Right now, 1/3 of the states have you choosing a winner.

Now Monty opens one of the boxes, what does this do to our list? Nothing, there are still the same amount of states to be in, except the X boxes are now open.

So, you *still* have a 1/3 chance of having chosen the winning box, and 2/3 that you havent. Monty opening a box cant change the probability of you choosing the box with the money.

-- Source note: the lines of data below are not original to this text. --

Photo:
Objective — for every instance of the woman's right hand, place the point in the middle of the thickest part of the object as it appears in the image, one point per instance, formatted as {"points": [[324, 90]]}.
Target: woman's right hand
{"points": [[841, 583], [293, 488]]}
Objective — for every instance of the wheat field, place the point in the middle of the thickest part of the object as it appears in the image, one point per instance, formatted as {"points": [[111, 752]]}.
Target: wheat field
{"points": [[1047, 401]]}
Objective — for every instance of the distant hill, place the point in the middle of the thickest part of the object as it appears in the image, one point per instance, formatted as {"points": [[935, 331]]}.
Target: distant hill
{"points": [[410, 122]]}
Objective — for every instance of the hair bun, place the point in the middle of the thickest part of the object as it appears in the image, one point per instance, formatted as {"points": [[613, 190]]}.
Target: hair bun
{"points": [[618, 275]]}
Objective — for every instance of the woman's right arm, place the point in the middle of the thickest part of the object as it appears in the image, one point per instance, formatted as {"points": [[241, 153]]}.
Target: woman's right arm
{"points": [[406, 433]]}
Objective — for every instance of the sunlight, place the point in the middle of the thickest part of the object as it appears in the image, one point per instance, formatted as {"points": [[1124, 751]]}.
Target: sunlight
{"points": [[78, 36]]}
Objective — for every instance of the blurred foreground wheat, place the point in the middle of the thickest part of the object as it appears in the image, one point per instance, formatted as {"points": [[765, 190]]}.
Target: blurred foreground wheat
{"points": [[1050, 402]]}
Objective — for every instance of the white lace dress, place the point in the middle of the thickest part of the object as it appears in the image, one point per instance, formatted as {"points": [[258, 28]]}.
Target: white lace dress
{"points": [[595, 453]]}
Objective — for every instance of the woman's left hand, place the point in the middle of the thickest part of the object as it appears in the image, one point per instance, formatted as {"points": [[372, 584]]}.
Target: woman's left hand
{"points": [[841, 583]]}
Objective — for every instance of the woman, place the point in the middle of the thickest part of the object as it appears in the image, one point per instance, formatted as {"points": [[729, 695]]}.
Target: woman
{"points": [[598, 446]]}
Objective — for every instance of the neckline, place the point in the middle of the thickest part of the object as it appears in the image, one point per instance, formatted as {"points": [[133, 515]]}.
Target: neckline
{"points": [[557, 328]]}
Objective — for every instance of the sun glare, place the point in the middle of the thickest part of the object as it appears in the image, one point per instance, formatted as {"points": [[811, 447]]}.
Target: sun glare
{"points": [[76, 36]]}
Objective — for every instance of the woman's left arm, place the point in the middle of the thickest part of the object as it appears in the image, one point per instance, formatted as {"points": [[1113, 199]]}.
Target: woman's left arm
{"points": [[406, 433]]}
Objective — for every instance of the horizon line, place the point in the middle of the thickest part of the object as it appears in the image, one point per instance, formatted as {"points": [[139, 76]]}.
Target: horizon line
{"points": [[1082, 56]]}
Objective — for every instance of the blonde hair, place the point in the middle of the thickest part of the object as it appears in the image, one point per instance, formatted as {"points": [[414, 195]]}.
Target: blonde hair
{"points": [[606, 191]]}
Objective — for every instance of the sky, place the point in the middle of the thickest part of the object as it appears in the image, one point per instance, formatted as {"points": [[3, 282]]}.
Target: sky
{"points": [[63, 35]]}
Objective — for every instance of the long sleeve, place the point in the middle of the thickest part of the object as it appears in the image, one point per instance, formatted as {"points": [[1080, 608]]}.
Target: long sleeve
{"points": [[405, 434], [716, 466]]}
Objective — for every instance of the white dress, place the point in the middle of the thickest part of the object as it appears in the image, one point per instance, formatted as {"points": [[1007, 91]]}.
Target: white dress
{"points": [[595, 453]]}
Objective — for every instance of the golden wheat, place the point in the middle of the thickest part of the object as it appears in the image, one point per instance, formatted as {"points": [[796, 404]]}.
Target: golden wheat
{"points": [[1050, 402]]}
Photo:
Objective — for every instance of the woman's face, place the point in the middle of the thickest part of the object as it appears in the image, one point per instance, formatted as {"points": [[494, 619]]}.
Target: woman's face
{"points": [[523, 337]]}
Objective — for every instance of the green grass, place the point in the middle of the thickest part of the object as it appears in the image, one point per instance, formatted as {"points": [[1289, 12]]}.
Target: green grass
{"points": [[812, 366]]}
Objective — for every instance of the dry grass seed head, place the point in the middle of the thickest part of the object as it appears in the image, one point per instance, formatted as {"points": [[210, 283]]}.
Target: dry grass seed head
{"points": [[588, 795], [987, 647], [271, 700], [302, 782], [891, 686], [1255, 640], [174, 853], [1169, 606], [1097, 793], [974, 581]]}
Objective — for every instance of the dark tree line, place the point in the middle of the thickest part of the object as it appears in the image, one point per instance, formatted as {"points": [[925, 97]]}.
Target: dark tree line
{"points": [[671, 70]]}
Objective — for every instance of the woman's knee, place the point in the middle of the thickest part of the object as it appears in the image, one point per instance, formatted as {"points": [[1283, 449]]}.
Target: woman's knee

Monty would have to randomly choose from all the boxes including yours to reset that.

By Monty eliminating all incorrect doors which the contestant did NOT choose, the odds associated with that door originally (1/3) are distributed EQUALLY over the remaining possibilities.
Thus each possibility takes their original likelihood 1/3 and adds half the eliminated possibility (1/6).
The result is 1/2.

This works equally well with the 998 out of 1000 scenario.
Each of the remaining possibilities takes their original 1/1000 likelihood and adds HALF the eliminated likelihood (499/1000).
The result? 1/2.
And even with 997 out of the 1000. After eliminating the 997 and redistributing the probability, the remaining three possibilities each have an adjusted probability of 1/3.

The argument "once you accept it, it will become clear" is dangerous. That's the cart before the horse. It almost sounds Orwellian.

There's a REASON why academicians who keep producing the 2/3 theorems (drinking their own bathwater along the way and writing supporting computer programs with their faulty assumptions built in) teach in universities instead of holding real jobs and engineers at Boeing and Lockheed successfully send people to the moon.

With the given scenario, if you know how the game is played beforehand, and you know that Monty is going to eliminate an unchosen wrong choice and give you an option to switch, it really makes ZERO difference what your first choice is, and given that 'round two' only leaves two choices (which are 50/50), it really makes no difference whether you switch or not either. Nothing you choose the first time OR the second time makes a hill of beans difference in whether you're going to win or not.